Friday, April 30, 2010

Seven Steps to Being Proactive: Lessons from Great Explorers

HR folks often complain about how they have to spend all their time being "reactive" and have little opportunity to be "proactive." Ever heard that? Ever said that? Yeah, right me neither (said with tongue-in-cheek.) SHRM has addressed that in the SPHR educational section of the learning system. They talk about the importance of being forward thinking and aware by being an "environmental scanner".

I  have always had a big interest in both the past and future. I read alot of history and biographies and I also read alot about the future. I was a big fan of John Naisbitt's  Megatrends: Ten New Directions Transforming Our Lives, Megatrends 2000 and Peter Capezio's Powerful Planning Skills: Envisioning the Future and Making it Happen. I am currently reading a book called Futuring: The Exploration of the Future by Edward Cornish.

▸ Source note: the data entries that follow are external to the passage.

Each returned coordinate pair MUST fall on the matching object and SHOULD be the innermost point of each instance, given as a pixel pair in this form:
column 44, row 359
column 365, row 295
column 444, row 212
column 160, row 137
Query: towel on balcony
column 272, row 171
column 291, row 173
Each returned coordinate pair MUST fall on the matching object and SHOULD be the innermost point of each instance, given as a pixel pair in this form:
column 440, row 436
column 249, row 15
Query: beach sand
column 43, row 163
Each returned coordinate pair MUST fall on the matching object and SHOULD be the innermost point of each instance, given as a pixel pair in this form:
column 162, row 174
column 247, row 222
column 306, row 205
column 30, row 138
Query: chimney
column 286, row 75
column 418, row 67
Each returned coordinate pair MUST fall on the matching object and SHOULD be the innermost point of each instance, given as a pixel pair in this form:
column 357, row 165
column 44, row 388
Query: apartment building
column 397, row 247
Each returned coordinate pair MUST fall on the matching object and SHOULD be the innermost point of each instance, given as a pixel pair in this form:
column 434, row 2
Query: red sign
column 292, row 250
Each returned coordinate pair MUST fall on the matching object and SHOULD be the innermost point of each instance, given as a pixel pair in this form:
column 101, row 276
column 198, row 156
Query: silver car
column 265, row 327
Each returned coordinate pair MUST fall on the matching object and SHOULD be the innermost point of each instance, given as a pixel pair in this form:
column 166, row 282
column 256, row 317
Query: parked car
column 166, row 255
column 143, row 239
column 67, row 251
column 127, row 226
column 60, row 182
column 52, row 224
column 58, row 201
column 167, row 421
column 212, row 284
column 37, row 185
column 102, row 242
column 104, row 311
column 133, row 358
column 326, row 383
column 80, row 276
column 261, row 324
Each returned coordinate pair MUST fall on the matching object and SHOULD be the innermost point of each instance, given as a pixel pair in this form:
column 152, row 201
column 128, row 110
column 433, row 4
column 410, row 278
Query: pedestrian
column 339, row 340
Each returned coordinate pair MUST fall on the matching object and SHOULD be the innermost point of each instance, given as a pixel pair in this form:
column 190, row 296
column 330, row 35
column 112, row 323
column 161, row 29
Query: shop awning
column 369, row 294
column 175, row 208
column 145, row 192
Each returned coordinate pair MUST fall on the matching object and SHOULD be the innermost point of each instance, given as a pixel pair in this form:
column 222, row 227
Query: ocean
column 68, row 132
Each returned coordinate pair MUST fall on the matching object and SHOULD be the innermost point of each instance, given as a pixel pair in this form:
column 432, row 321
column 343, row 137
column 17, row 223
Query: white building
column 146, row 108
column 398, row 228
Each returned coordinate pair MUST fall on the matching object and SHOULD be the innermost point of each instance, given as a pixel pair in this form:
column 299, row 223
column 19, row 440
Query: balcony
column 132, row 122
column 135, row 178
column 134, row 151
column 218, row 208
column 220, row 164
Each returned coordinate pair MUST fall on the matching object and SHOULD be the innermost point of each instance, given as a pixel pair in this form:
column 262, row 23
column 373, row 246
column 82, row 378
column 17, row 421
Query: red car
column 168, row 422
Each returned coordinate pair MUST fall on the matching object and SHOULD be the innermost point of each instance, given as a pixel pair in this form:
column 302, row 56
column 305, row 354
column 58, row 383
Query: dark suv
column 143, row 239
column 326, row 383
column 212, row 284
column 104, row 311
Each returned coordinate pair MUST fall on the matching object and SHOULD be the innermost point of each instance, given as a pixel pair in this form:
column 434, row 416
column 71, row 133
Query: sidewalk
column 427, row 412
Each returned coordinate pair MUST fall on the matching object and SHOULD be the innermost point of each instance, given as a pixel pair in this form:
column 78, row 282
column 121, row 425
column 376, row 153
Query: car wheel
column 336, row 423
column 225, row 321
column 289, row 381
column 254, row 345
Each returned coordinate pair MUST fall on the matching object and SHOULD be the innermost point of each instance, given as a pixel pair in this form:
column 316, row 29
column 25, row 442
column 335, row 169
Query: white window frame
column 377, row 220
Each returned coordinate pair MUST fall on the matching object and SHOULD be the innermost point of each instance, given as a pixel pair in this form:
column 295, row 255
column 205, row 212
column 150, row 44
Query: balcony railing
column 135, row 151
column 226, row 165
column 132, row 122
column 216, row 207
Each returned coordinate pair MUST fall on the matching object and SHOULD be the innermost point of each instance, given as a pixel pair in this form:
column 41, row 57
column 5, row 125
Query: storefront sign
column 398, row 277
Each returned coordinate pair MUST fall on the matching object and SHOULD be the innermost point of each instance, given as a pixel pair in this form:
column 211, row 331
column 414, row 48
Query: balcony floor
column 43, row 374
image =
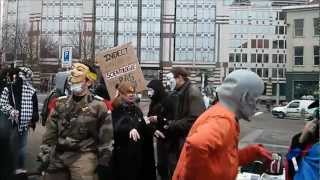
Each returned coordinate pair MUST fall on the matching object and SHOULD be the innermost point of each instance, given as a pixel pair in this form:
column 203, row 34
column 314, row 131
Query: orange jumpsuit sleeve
column 208, row 137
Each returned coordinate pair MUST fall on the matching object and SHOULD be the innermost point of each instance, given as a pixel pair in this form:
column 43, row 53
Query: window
column 316, row 55
column 281, row 73
column 266, row 44
column 253, row 43
column 274, row 72
column 298, row 55
column 282, row 15
column 244, row 58
column 275, row 44
column 259, row 58
column 238, row 57
column 260, row 43
column 274, row 58
column 281, row 58
column 266, row 58
column 245, row 45
column 259, row 72
column 231, row 57
column 298, row 27
column 253, row 58
column 265, row 72
column 294, row 105
column 316, row 26
column 281, row 44
column 281, row 29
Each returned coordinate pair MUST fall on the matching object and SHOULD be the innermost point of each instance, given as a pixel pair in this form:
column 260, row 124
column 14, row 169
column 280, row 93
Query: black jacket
column 132, row 160
column 161, row 105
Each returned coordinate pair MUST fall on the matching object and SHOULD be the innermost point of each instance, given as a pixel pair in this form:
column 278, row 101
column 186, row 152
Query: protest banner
column 120, row 64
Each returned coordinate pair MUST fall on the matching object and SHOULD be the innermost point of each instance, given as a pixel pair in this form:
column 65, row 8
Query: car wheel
column 281, row 115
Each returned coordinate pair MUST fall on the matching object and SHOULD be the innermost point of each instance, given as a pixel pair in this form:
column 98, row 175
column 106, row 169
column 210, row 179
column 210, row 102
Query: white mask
column 76, row 88
column 171, row 81
column 150, row 92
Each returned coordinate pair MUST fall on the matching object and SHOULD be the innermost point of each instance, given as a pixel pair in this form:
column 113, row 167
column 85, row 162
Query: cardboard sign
column 120, row 64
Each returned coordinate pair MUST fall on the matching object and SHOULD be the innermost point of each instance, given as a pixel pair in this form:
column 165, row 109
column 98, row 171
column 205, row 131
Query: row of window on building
column 299, row 26
column 257, row 58
column 299, row 55
column 265, row 72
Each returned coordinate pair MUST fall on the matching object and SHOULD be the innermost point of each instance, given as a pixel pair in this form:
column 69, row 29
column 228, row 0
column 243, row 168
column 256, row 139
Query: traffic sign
column 66, row 57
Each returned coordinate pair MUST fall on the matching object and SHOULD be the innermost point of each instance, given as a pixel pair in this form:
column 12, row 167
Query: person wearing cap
column 187, row 105
column 77, row 143
column 303, row 157
column 211, row 147
column 133, row 139
column 21, row 101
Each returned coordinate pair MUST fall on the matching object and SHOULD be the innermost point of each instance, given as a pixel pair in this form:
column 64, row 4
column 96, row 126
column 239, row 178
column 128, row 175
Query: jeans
column 20, row 145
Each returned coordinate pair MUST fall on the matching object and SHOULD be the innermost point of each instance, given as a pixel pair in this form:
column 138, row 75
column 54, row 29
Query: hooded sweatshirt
column 211, row 148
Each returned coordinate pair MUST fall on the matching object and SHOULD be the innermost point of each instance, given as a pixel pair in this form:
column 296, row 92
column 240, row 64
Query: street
column 274, row 133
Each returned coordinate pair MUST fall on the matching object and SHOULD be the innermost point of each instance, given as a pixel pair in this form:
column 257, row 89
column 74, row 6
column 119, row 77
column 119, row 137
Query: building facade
column 303, row 68
column 255, row 38
column 20, row 31
column 165, row 33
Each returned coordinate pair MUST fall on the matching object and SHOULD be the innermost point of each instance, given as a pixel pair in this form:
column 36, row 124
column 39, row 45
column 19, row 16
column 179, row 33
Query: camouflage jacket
column 76, row 127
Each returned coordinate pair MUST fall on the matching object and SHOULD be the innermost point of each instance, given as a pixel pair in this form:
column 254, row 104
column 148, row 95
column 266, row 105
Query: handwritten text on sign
column 120, row 64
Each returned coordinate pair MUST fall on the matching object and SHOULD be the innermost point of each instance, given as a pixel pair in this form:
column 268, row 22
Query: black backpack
column 45, row 110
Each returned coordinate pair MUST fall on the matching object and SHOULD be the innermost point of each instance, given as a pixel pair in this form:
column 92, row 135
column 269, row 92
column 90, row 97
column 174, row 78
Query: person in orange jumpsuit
column 211, row 148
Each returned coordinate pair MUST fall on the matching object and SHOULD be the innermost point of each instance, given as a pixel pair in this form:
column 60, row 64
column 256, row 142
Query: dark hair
column 91, row 68
column 180, row 71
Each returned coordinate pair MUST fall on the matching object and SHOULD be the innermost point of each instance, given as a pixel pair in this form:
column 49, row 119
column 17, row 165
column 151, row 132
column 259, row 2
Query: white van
column 295, row 108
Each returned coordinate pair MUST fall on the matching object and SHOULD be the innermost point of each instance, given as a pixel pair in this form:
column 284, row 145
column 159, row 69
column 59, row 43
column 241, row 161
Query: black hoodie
column 160, row 105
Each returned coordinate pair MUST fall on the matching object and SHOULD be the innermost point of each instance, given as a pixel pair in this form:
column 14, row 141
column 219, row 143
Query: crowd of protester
column 90, row 135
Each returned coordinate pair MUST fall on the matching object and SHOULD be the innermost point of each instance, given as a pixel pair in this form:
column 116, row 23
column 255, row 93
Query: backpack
column 45, row 109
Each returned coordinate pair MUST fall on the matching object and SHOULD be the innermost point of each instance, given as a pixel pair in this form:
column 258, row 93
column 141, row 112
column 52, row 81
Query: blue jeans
column 20, row 146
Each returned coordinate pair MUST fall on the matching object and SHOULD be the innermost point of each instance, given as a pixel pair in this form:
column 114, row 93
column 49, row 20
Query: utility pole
column 60, row 34
column 15, row 37
column 93, row 40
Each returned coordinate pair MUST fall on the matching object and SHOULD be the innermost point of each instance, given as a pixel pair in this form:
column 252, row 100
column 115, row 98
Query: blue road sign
column 66, row 56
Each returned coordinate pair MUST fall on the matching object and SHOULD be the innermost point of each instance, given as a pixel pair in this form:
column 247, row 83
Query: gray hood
column 239, row 92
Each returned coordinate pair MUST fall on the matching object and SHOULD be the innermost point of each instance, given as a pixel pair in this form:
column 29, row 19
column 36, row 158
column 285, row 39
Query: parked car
column 295, row 108
column 313, row 111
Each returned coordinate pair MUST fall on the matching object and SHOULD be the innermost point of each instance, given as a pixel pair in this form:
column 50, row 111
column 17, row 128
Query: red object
column 52, row 104
column 108, row 104
column 211, row 148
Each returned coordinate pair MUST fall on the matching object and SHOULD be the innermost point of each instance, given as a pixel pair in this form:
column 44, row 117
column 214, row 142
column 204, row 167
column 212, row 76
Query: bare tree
column 48, row 47
column 82, row 47
column 26, row 44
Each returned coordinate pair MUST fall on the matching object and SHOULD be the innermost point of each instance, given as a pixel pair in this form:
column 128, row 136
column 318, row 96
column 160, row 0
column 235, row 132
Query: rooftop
column 309, row 6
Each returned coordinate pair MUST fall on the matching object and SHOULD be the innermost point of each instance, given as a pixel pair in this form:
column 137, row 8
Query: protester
column 61, row 89
column 6, row 151
column 304, row 154
column 21, row 99
column 160, row 111
column 211, row 148
column 79, row 132
column 187, row 105
column 133, row 148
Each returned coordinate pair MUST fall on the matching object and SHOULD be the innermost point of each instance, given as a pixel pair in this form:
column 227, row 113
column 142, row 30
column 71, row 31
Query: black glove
column 103, row 172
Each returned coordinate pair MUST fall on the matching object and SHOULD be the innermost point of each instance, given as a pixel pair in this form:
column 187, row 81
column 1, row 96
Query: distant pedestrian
column 211, row 148
column 133, row 148
column 160, row 110
column 21, row 98
column 188, row 105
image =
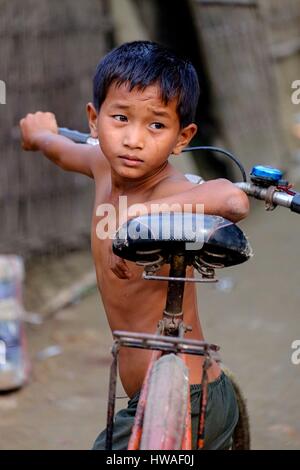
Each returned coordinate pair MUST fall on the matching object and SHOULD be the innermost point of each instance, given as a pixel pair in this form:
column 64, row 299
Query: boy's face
column 137, row 131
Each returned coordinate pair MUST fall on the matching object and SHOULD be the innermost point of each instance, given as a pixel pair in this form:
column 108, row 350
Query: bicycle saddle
column 215, row 240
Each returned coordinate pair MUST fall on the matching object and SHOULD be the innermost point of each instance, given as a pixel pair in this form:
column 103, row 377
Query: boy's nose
column 134, row 139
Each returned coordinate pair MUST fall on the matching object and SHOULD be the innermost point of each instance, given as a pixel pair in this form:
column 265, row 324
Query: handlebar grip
column 77, row 137
column 295, row 204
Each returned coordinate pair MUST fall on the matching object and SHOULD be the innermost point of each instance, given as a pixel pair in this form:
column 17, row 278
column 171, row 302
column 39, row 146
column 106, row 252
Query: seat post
column 176, row 288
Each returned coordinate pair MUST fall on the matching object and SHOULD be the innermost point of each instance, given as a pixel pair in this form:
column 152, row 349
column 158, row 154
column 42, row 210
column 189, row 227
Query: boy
column 143, row 110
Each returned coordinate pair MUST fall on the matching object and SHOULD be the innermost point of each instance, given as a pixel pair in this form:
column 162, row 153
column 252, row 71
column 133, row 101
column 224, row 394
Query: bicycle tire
column 166, row 407
column 241, row 439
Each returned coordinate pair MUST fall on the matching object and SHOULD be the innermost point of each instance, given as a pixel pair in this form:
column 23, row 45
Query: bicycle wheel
column 241, row 435
column 166, row 407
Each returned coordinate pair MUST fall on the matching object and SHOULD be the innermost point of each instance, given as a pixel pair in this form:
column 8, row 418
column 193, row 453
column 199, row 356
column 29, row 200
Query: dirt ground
column 253, row 314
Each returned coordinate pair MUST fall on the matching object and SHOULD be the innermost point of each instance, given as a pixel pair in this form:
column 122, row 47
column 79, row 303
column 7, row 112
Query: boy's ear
column 92, row 116
column 185, row 136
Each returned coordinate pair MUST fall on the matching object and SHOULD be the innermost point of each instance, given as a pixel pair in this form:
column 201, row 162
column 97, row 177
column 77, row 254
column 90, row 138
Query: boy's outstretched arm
column 219, row 197
column 40, row 132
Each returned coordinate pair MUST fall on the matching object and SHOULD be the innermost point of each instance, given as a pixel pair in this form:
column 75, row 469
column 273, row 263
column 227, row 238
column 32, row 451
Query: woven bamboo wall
column 240, row 65
column 49, row 51
column 282, row 21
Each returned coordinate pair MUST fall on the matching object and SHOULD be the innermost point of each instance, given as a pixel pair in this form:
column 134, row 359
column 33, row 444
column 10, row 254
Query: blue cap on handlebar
column 266, row 173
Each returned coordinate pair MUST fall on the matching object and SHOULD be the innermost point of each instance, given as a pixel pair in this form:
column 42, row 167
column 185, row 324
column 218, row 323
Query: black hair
column 144, row 63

In his first chapter I was able to find a lesson that I thought was very applicable to strategic HR. He talked about the seven lessons we can learn from the great explorers of the past. These lessons include:
  1. Prepare for what you will face in the future. There was never a successful explorer who did not sit down and make a list of what needed to be taken and prepared. Any explorer who did not do this preparation was not famous. They were dead. You cannot have a "we will cross that bridge when we get to it" attitude in HR.
  2. Anticipate future needs. This is implied by lesson 1. You cannot predict the future, but you can anticipate it. You can review scenarios and determine what is likely to occur. So if you are going to drastically change a process, or benefit program, or staffing think about what all the possible reactions may be and prepare for them.
  3. Use poor information when necessary. There may not be a good or perfect "road map" for where you are headed to, but someone has probably tried it already. They may have failed, but at least you have some information on which to base your decisions. Perhaps under a different set of circumstances you had tried to do something in the past and failed. You will not want to recreate that but at least there is the beginning of a "map" you can work with.
  4. Expect the Unexpected. Realize that "the best laid plans of men oft go awry". Have a contingency for dealing with something occurring that you had not planned for. What do you do if the company outing you had been planning for six months is to occur the same day a tornado occurs?
  5. Think long term as well as short term. Often projects, programs, and changes may get delayed, tabled or even cancelled in the short term. What can you do to foster your long term plans until a more favorable set of circumstances occurs?
  6. Dream productively. This is your vision. But is not just fantasizing. Great explorers are doers. As Cornish says "For the great explorers, dreaming was not idle reverie but research- a mental exploration of what lay ahead. By fantasizing about future events, they could explore alternative goals and strategies and thus develop and select worthwhile and achievable goals, as well as imaginative but realistic strategies for reaching the goals they selected."
  7. Learn from your predecessors. Read what you can that has been published by others who have attempted what you want to attempt. It is doubtful that you will be the first that has ever attempted what you want to do. (Most of us are not that brave.) But even if you are there may still be someone who may have done something similar that your can learn from. Remember the saying "those who ignore history are bound to repeat it."
There you go. Seven Steps to being proactive. Lessons we have learned from the great explorers. Follow their lead and you may lead your company to great things.

Be sure to document along the way so others may follow your foot steps as some point.

1 comment:

Anonymous said...

3 years ago, tornado the week before our picnic. 300 trees down, damage to pavillion, and the park closed. So, we changed the date to a later time and went to a minor league baseball game instead, with dinner served and prizes given by drawing instead of playing bingo, which we always did. Forced us into a new experience, and it worked out great.